Summary and statement of need

The ever-increasing demand for resolution and accuracy in mathematical models of physical processes governed by systems of Partial Differential Equations (PDEs) can only be addressed using fully-parallel advanced numerical discretization methods and scalable solvers, able to exploit the vast amount of computational resources in state-of-the-art supercomputers.

One of the biggest scalability bottlenecks within Finite Element (FE) parallel codes is the solution of linear systems arising from the discretization of PDEs. The implementation of exact factorization-based solvers in parallel environments is an extremely challenging task, and even state-of-the-art libraries such as MUMPS (Amestoy et al., 2001, 2019) and PARDISO (Schenk & Gärtner, 2011) have severe limitations in terms of scalability and memory consumption above a certain number of CPU cores. Hence, the use of iterative methods is crucial to maintain scalability of FE codes. Unfortunately, the convergence of iterative methods is not guaranteed and rapidly deteriorates as the size of the linear system increases. To retain performance, the use of highly scalable preconditioners is mandatory. For simple problems, algebraic solvers and preconditioners (i.e., those based solely on the algebraic system) are enough to obtain robust convergence. Many well-known libraries providing algebraic solvers already exist, such as PETSc (Balay et al., 2021), Trilinos (Trilinos Project Team, 2020), and Hypre (Hypre, n.d.). However, algebraic solvers are not always suited to deal with more challenging problems.

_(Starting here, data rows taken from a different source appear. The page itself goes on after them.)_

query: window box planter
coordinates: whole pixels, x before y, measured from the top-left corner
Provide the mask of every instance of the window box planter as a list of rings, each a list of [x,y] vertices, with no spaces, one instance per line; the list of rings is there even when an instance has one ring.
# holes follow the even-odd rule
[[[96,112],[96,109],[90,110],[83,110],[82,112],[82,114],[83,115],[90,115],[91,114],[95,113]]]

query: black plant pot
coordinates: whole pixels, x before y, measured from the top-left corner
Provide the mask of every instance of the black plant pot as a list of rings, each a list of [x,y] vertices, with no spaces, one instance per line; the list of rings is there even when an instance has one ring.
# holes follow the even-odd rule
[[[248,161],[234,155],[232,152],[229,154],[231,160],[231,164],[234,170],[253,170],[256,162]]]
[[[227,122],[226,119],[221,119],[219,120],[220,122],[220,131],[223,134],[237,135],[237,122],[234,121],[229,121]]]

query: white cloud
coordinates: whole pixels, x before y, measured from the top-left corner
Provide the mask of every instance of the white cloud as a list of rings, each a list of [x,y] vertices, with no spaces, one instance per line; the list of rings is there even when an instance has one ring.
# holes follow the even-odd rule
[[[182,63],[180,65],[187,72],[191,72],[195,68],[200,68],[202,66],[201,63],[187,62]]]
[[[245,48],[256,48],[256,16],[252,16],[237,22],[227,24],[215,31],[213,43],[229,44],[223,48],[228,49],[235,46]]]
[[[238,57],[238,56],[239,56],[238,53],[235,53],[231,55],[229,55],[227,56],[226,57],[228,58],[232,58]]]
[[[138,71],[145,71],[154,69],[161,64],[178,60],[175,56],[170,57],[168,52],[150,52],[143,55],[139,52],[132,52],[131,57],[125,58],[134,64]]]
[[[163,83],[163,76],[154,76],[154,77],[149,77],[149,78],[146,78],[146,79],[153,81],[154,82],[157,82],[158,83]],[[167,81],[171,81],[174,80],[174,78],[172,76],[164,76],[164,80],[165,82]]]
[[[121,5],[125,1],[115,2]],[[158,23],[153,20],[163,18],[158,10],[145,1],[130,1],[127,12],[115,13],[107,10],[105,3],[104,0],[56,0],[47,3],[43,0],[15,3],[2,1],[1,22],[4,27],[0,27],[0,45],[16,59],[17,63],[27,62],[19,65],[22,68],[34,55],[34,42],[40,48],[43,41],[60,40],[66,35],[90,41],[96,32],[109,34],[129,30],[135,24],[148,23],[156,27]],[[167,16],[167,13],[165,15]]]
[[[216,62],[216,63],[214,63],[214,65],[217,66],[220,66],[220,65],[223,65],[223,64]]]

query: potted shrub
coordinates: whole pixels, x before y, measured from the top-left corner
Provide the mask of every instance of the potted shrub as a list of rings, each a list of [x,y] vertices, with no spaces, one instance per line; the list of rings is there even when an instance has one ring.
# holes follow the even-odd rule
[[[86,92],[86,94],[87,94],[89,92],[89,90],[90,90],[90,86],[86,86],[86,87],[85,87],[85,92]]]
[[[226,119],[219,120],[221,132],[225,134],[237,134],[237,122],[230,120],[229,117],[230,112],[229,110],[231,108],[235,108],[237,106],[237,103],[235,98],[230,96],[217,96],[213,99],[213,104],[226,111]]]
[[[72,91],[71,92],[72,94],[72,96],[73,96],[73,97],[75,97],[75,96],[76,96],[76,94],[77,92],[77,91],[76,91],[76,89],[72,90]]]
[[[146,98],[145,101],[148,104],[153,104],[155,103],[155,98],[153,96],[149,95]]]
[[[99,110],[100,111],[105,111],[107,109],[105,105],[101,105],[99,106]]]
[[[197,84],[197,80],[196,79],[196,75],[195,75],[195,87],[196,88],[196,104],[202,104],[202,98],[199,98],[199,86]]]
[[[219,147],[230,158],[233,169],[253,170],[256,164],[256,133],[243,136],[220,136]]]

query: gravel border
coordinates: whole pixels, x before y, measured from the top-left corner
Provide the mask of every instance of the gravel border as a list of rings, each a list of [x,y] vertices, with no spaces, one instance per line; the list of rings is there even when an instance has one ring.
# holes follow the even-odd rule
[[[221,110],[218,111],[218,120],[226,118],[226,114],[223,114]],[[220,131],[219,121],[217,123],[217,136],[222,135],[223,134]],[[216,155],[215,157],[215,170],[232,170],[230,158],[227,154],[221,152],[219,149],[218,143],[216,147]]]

In these cases, solvers that exploit the physics and mathematical discretization of the particular problem are required. This is the case of many multiphysics problems involving differential operators with a large kernel such as the divergence (Arnold et al., 1997) and the curl (Arnold et al., 2000). Examples can be found amongst highly relevant problems such as Navier-Stokes, Maxwell, and Darcy. Scalable solvers for this type of multiphysics problems rely on exploiting the block structure of such systems to find a spectrally equivalent block-preconditioner, and are often tied to a specific discretization of the underlying equations.

As a consequence, high-quality open-source parallel finite element packages like FEniCS (Logg et al., 2012) and deal.II (Arndt et al., 2021) already provide implementations of several state-of-the-art physics-informed solvers (Cui et al., 2024; Farrell et al., 2021). The Gridap ecosystem (Badia & Verdugo, 2020) aims to provide a similar level of functionality within the Julia programming language (Bezanson et al., 2017).

To this end, GridapSolvers is a registered Julia software package which provides highly scalable physics-informed solvers tailored for the FE numerical solution of PDEs on parallel computers within the Gridap ecosystem of packages. Emphasis is put on the modular design of the library, which easily allows new preconditioners to be designed from the user’s specific problem.